Governmental scrutiny that starts with civil liability and threatens to become more serious makes coordinating the corporate response very difficult.
Professor Peter Henning writes in the New York Times that the expansion of civil charges dramatically complicates things for executives, directors, and their counsel.
This can make the standard “we are cooperation with the governmental investigation” almost impossible. Two points from Professor Henning.
First, for a target:
There are significant potential risks for someone asserting the privilege against self-incrimination during a corporate criminal investigation. An employee who takes the Fifth Amendment and refuses to cooperate risks losing his job because the employer may try to curry favor with the government by showing that it is unwilling to tolerate those who will not provide assistance.

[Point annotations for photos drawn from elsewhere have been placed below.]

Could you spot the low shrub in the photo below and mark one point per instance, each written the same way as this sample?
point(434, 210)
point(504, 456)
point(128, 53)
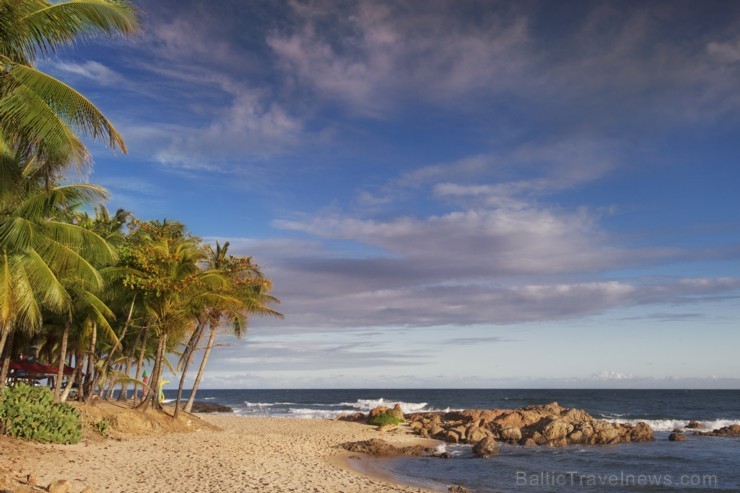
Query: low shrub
point(30, 413)
point(384, 419)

Then, the issue of D&O coverage for an employee refusing to testify:
[a] … company’s directors and officers liability insurance policy may preclude an employee from being reimbursed for the costs of retaining a lawyer during an investigation, making it prohibitively expensive to defend oneself.
The business press sometimes equates criminal inquiries with a likelihood that charges may be forthcoming. Lawyers know that this is not the case, that investigations take time, and criminal charges are rare and difficult to prove.
In-house counsel also know that that the time lag between inquiry and resolution, and the public and financial concerns that it raises, is perhaps the most significant risk of all.